Marie-Antoinette, prisonnière d’elle-même
Encore une biographie de Marie-Antoinette, pourrait-on dire! Oui, mais quand celle-ci est écrite par l’un des meilleurs historiens actuels, on ne peut que s’y précipiter. Et le lecteur ne sera pas déçu. Il retrouvera au fil des pages l’élégance de la plume de Charles-Eloi Vial, la richesse des sources, sa maîtrise de la psychologie des personnages, la profondeur de ses analyses des évènements, y compris sur le long terme.
De ce travail aussi dense qu’accessible, il ressort un portrait tout en nuances de la malheureuse reine exécutée par une Révolution dictatoriale qui avait besoin d’un grand procès pour mieux anéantir le symbole féminin de l’Ancien Régime et asseoir son pouvoir.
Tout d’abord, l’auteur met en lumière plusieurs Marie-Antoinette, là où la mémoire collective n’en retient qu’une seule. A la jeune dauphine et reine écervelée, dépensière et adepte des fêtes, succéda une femme plus mûre, qui cessa ses allées et venues à l’Opéra de Paris et ses soirées mondaines pour mieux se renfermer à Versailles, et plus exactement au Petit Trianon où elle ne joua jamais à la bergère.

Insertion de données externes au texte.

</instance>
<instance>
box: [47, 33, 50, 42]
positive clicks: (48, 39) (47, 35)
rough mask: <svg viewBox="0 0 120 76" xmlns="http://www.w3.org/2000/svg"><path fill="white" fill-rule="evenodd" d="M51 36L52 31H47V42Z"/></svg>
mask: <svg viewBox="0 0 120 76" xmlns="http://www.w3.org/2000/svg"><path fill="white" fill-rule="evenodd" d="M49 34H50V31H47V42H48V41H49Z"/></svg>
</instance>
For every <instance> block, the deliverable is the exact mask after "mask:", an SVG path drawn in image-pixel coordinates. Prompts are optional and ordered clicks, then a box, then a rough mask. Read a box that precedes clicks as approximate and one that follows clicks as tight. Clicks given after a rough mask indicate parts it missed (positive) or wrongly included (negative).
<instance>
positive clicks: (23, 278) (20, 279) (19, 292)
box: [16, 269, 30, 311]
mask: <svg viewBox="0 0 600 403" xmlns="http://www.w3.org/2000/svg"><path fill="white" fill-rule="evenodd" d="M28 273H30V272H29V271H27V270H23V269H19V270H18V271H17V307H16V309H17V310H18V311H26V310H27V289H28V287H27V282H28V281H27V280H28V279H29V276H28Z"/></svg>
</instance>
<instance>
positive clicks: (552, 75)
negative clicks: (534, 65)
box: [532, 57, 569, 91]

“Une mère attentionnée, certes, mais par intermittence”, comme l’écrit Charles-Eloi Vial. Puis arriva la femme plus politique, dressée devant la tempête révolutionnaire qui l’emporta, elle et les siens. Pourtant, jamais elle ne put se défaire de “sa réputation de femme frivole, dépensière et influençable.”

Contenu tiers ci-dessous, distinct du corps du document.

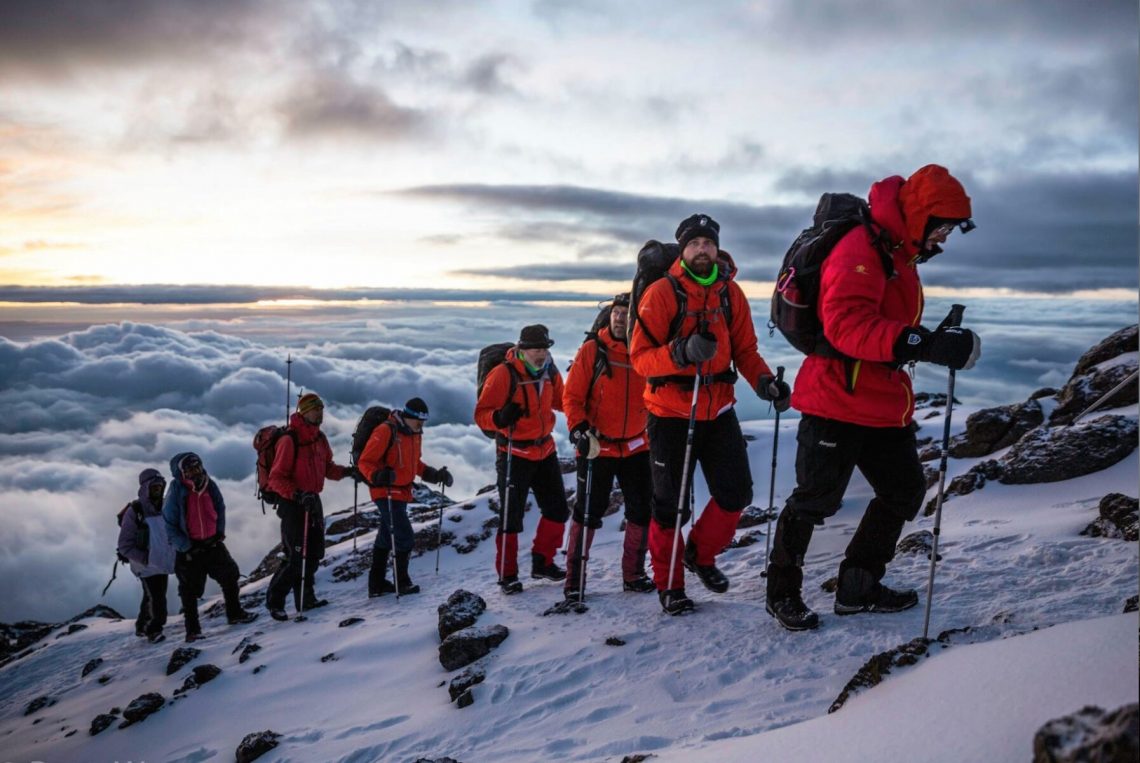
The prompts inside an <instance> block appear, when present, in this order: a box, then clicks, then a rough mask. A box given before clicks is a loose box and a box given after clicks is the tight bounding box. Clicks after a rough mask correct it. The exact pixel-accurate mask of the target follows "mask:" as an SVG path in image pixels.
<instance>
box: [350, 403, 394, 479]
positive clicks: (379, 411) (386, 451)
mask: <svg viewBox="0 0 1140 763" xmlns="http://www.w3.org/2000/svg"><path fill="white" fill-rule="evenodd" d="M391 415H392V409H391V408H389V407H386V406H383V405H374V406H370V407H369V408H367V409H366V411H365V412H364V413H363V414H361V415H360V420H359V421H357V427H356V429H353V430H352V465H353V466H356V465H357V464H358V463H360V454H361V453H364V448H365V446H366V445H368V439H369V438H370V437H372V433H373V431H375V429H376V428H377V427H382V425H383V424H385V423H388V419H389V416H391ZM394 443H396V428H394V425H393V427H392V439H391V440H389V441H388V447H386V448H384V453H382V454H381V456H380V460H381V461H383V460H384V458H385V457H386V456H388V452H389V451H391V449H392V445H393V444H394ZM360 479H361V481H364V484H365V485H369V486H370V485H372V484H370V482H369V481H368V479H367V478H366V477H365V476H361V477H360Z"/></svg>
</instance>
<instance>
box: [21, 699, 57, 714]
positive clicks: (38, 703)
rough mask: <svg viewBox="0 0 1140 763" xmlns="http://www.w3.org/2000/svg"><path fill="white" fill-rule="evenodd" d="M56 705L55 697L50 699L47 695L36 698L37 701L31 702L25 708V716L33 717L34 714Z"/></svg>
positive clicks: (24, 713)
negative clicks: (45, 707)
mask: <svg viewBox="0 0 1140 763" xmlns="http://www.w3.org/2000/svg"><path fill="white" fill-rule="evenodd" d="M55 704H56V700H55V698H54V697H49V696H47V695H43V696H42V697H36V698H35V699H33V700H32V701H30V703H28V704H27V706H26V707H25V708H24V715H31V714H32V713H35V712H38V711H42V709H43V708H44V707H51V706H52V705H55Z"/></svg>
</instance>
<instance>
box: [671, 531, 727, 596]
mask: <svg viewBox="0 0 1140 763" xmlns="http://www.w3.org/2000/svg"><path fill="white" fill-rule="evenodd" d="M682 563H684V566H685V569H687V570H689V571H690V573H694V574H695V575H697V577H698V578H700V581H701V583H702V584H703V585H705V587H706V589H708V590H709V591H711V592H712V593H724V592H725V591H727V590H728V578H727V577H725V576H724V573H722V571H720V570H719V569H717V567H716V565H698V563H697V544H695V543H693V539H692V538H689V541H687V542H686V543H685V553H684V555H683V557H682Z"/></svg>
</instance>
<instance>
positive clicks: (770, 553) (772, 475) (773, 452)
mask: <svg viewBox="0 0 1140 763" xmlns="http://www.w3.org/2000/svg"><path fill="white" fill-rule="evenodd" d="M776 382H777V383H780V382H783V366H776ZM779 447H780V408H776V431H775V435H774V436H773V437H772V480H771V481H769V482H768V529H767V533H765V535H764V569H762V570H760V577H767V576H768V554H771V553H772V514H774V513H775V511H776V508H775V495H776V449H777V448H779Z"/></svg>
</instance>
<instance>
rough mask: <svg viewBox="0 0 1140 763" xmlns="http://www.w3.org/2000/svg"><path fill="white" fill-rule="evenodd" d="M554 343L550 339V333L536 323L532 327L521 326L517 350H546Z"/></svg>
mask: <svg viewBox="0 0 1140 763" xmlns="http://www.w3.org/2000/svg"><path fill="white" fill-rule="evenodd" d="M553 343H554V340H553V339H551V332H549V330H547V328H546V326H544V325H543V324H540V323H536V324H535V325H532V326H523V327H522V331H521V332H519V349H520V350H536V349H539V348H541V349H544V350H545V349H546V348H548V347H551V346H552V344H553Z"/></svg>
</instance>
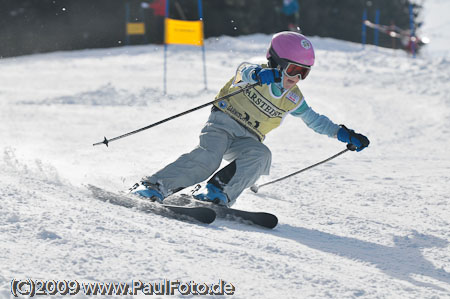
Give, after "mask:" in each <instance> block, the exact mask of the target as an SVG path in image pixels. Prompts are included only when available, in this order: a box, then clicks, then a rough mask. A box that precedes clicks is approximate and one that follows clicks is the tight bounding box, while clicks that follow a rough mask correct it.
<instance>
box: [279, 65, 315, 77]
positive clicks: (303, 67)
mask: <svg viewBox="0 0 450 299" xmlns="http://www.w3.org/2000/svg"><path fill="white" fill-rule="evenodd" d="M310 71H311V67H310V66H307V65H302V64H298V63H293V62H289V63H288V64H287V66H286V67H283V72H284V74H285V75H286V76H288V77H296V76H300V80H305V78H306V77H307V76H308V74H309V72H310Z"/></svg>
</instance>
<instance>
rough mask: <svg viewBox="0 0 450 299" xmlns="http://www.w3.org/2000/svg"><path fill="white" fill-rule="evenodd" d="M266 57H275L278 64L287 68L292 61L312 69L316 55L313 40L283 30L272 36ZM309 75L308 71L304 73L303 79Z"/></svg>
mask: <svg viewBox="0 0 450 299" xmlns="http://www.w3.org/2000/svg"><path fill="white" fill-rule="evenodd" d="M266 58H267V59H269V61H270V60H271V59H273V61H274V62H275V63H276V64H277V65H279V66H280V67H281V68H282V69H283V70H286V68H287V67H288V65H289V63H291V62H293V63H295V64H300V65H302V66H305V67H307V68H308V69H310V68H311V66H312V65H314V58H315V56H314V48H313V46H312V44H311V42H310V41H309V40H308V39H307V38H306V37H305V36H304V35H302V34H300V33H297V32H293V31H283V32H279V33H277V34H275V35H274V36H273V37H272V41H271V43H270V47H269V50H267V54H266ZM308 73H309V72H308ZM307 75H308V74H307V73H306V74H305V75H302V79H305V78H306V76H307Z"/></svg>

Ensuite, de l’analyse faite de son union avec Louis XVI ressort une image très complexe. Rarement couple fut plus mal assorti, tant au point de vue des caractères que des goûts. Un couple qui ne s’aima pas mais finit par s’estimer, avant d’être uni dans le malheur politique et les drames personnels de la Révolution. Deux jeunes gens tellement inhibés qu’ils ne surent consommer leur mariage, qui vécurent chacun de leur côté, à tel point que Marie-Antoinette eut bel et bien une liaison amoureuse avec Fersen, et qui, à quelques reprises, se manipulèrent l’un l’autre.
Pourtant, Charles-Eloi Vial insiste avec justesse sur le commune solitude, leur identique incapacité à assumer leur rôle de monarques, leur fuite loin des servitudes de leur fonction, l’une dans l’intimité de ses appartements, l’autre dans ses goûts domestiques et la chasse.

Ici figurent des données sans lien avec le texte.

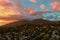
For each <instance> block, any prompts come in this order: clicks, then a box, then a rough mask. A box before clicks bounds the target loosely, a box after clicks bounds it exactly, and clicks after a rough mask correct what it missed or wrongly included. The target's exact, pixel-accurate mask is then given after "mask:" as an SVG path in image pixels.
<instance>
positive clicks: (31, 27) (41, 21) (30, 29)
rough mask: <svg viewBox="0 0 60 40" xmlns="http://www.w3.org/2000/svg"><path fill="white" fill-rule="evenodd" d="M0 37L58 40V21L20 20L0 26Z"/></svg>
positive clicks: (59, 35)
mask: <svg viewBox="0 0 60 40" xmlns="http://www.w3.org/2000/svg"><path fill="white" fill-rule="evenodd" d="M1 35H2V36H1ZM6 36H7V37H6ZM0 38H1V39H3V38H4V40H7V39H8V38H10V40H40V39H41V40H60V22H59V21H56V22H52V21H47V20H43V19H35V20H31V21H30V20H20V21H17V22H13V23H10V24H7V25H4V26H2V27H0Z"/></svg>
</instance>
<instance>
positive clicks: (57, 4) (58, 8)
mask: <svg viewBox="0 0 60 40" xmlns="http://www.w3.org/2000/svg"><path fill="white" fill-rule="evenodd" d="M51 7H52V10H55V11H60V2H58V1H54V2H53V3H51Z"/></svg>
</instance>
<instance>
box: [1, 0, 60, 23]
mask: <svg viewBox="0 0 60 40" xmlns="http://www.w3.org/2000/svg"><path fill="white" fill-rule="evenodd" d="M56 14H58V15H56ZM47 15H48V17H49V18H50V17H51V15H52V17H51V19H52V20H53V19H54V17H55V16H57V19H58V18H60V0H0V24H2V23H3V24H4V23H6V21H7V23H8V22H12V21H16V20H21V19H27V20H33V19H40V18H42V19H47V18H46V17H47ZM53 15H55V16H53ZM42 16H43V17H44V18H43V17H42ZM57 19H54V20H57ZM49 20H50V19H49ZM54 20H53V21H54Z"/></svg>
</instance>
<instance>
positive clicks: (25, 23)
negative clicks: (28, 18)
mask: <svg viewBox="0 0 60 40" xmlns="http://www.w3.org/2000/svg"><path fill="white" fill-rule="evenodd" d="M24 24H41V25H59V24H60V21H47V20H43V19H35V20H31V21H30V20H20V21H17V22H13V23H10V24H7V25H4V26H3V27H11V26H19V25H24Z"/></svg>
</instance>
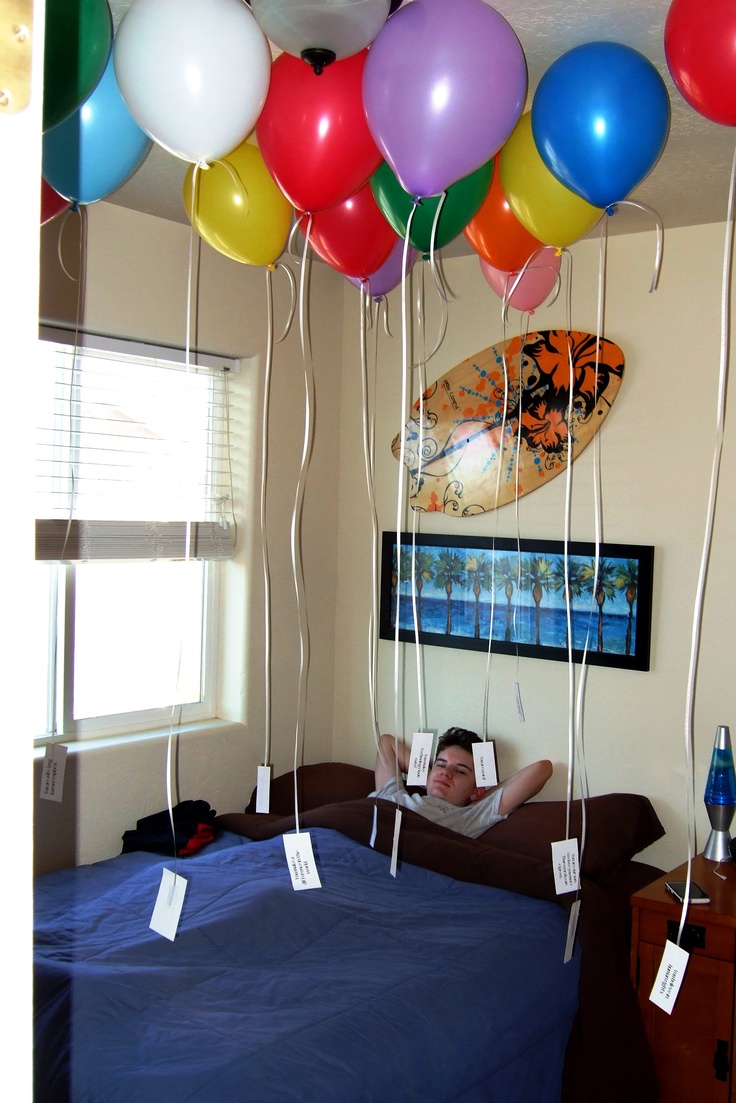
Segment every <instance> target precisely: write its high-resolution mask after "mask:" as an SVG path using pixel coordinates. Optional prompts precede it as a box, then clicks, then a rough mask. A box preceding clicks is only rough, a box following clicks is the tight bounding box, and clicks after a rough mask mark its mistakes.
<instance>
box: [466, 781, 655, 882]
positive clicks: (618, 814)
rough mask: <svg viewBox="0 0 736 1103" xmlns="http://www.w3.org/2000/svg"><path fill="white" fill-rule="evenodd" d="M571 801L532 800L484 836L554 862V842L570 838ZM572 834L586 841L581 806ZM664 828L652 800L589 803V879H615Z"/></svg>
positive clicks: (489, 838) (608, 793) (631, 794)
mask: <svg viewBox="0 0 736 1103" xmlns="http://www.w3.org/2000/svg"><path fill="white" fill-rule="evenodd" d="M565 814H566V803H565V801H532V802H531V803H529V804H522V806H521V807H520V808H516V811H515V812H512V813H511V815H510V816H509V818H508V820H504V821H503V822H502V823H500V824H495V826H494V827H489V829H488V831H487V832H483V834H482V835H481V836H480V837H481V838H482V839H486V842H488V843H491V844H492V845H493V846H498V847H501V848H503V849H505V850H515V852H516V853H519V854H527V855H530V857H532V858H541V859H543V860H545V861H548V860H550V857H551V850H550V844H551V843H554V842H556V840H557V839H562V838H564V837H565ZM569 823H570V826H569V831H570V836H576V837H577V838H578V839H579V837H580V802H579V801H573V803H572V805H570V822H569ZM663 835H664V828H663V827H662V824H661V823H660V822H659V818H658V816H657V813H655V812H654V808H653V807H652V805H651V802H650V800H649V797H648V796H641V795H639V794H638V793H606V794H604V795H602V796H589V797H588V800H587V801H586V838H585V852H584V854H583V868H582V871H583V875H584V876H585V877H590V878H596V879H598V880H600V879H601V878H608V877H611V876H615V875H616V874H617V872H618V870H619V869H620V866H621V864H623V863H626V861H629V860H630V859H631V858H632V857H633V856H634V854H639V852H640V850H643V849H644V848H646V847H648V846H650V845H651V844H652V843H655V842H657V839H658V838H662V836H663Z"/></svg>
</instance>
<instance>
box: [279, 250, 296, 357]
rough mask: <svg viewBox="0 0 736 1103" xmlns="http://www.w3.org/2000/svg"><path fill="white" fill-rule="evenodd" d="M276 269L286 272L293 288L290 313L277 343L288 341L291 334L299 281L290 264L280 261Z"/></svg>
mask: <svg viewBox="0 0 736 1103" xmlns="http://www.w3.org/2000/svg"><path fill="white" fill-rule="evenodd" d="M274 270H275V271H282V272H286V275H287V277H288V280H289V286H290V288H291V302H290V304H289V313H288V317H287V320H286V325H285V326H284V330H282V331H281V335H280V338H277V339H276V344H280V343H281V341H286V339H287V336H288V335H289V330H290V329H291V323H292V321H294V315H295V313H296V311H297V281H296V279H295V278H294V272H292V271H291V269H290V268H289V266H288V265H284V264H281V263H280V261H279V263H278V264H276V265H274Z"/></svg>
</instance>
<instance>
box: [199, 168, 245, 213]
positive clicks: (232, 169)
mask: <svg viewBox="0 0 736 1103" xmlns="http://www.w3.org/2000/svg"><path fill="white" fill-rule="evenodd" d="M213 164H218V165H220V167H221V168H222V169H225V170H226V171H227V172H228V173H230V176H231V180H232V181H233V183H234V184H235V188H236V190H237V193H238V195H239V196H241V199H242V208H241V218H247V216H248V215H249V214H250V196H249V195H248V190H247V188H246V186H245V184H244V183H243V180H242V179H241V175H239V173H238V172H237V171H236V170H235V168H234V167H233V165H232V164H230V163H228V162H227V161H213ZM201 167H203V168H205V169H209V168H210V165H209V164H205V165H199V164H198V165H196V168H195V170H194V171H195V172H196V169H199V168H201Z"/></svg>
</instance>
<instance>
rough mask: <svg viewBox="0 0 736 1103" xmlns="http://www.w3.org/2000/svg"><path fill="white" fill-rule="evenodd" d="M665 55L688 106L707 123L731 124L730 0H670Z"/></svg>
mask: <svg viewBox="0 0 736 1103" xmlns="http://www.w3.org/2000/svg"><path fill="white" fill-rule="evenodd" d="M664 56H665V57H666V63H668V66H669V68H670V73H671V74H672V79H673V81H674V83H675V85H676V86H678V90H679V92H680V94H681V95H682V97H683V99H685V100H686V101H687V103H689V104H690V106H691V107H694V108H695V110H696V111H697V113H698V114H700V115H702V116H704V118H706V119H711V121H712V122H721V124H723V126H726V127H733V126H736V7H734V4H733V3H730V2H729V0H714V2H712V3H703V0H673V3H672V6H671V7H670V10H669V12H668V17H666V21H665V23H664Z"/></svg>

En fin de compte, l’auteur nous présente une femme à jamais déracinée de son Autriche natale, symbole et ciment de l’incroyable renversement des alliances de Choiseul en faveur de Vienne, et que toute une partie de la Cour, du gouvernement et de l’opinion publique n’accepta jamais. Une jeune Dauphine qui, comme toutes les autres, arriva au sein du système curial de Versailles, froid et cruel, dans lequel elle devait se fondre jusqu’à disparaître.
Or, et ce point est capital, Marie-Antoinette refusa ce moule et signa ainsi très vite sa perte de popularité, à jamais envolée. Facteur aggravant sur lequel insiste Charles-Eloi Vial : ses limites intellectuelles, son incapacité à se concentrer, son absence de formation politique approfondie qui allait se révéler dramatique quand la Révolution éclata. Elle épousa le camp réactionnaire, là où Louis XVI apparaissait plus conservateur, entretenant des liens épistolaires avec sa famille autrichienne, tout en se tenant à distance de ses beaux-frères Artois et Provence, véritables calamités politiques.
Malgré ses fautes et ses erreurs, elle ne méritait en aucune façon le sort ignoble et humiliant que les révolutionnaires lui infligèrent. Et dans des pages fort émouvantes, l’auteur retrace son calvaire depuis les journées d’octobre 1789, où elle faillit être mise à mort, jusqu’à la geôle humide de la Conciergerie, en passant par la prison dorée des Tuileries et la sinistre tour du Temple. Mais sa réputation ne la lâcha pas, y compris devant la guillotine. “Sa dignité devant la mort fut pourtant considérée par ses adversaires comme une dernière marque de mépris jeté à la face du peuple.”
frederic le moal
Charles-Eloi Vial, Marie-Antoinette, Perrin, janvier 2024, 720 p. — 28,00 €.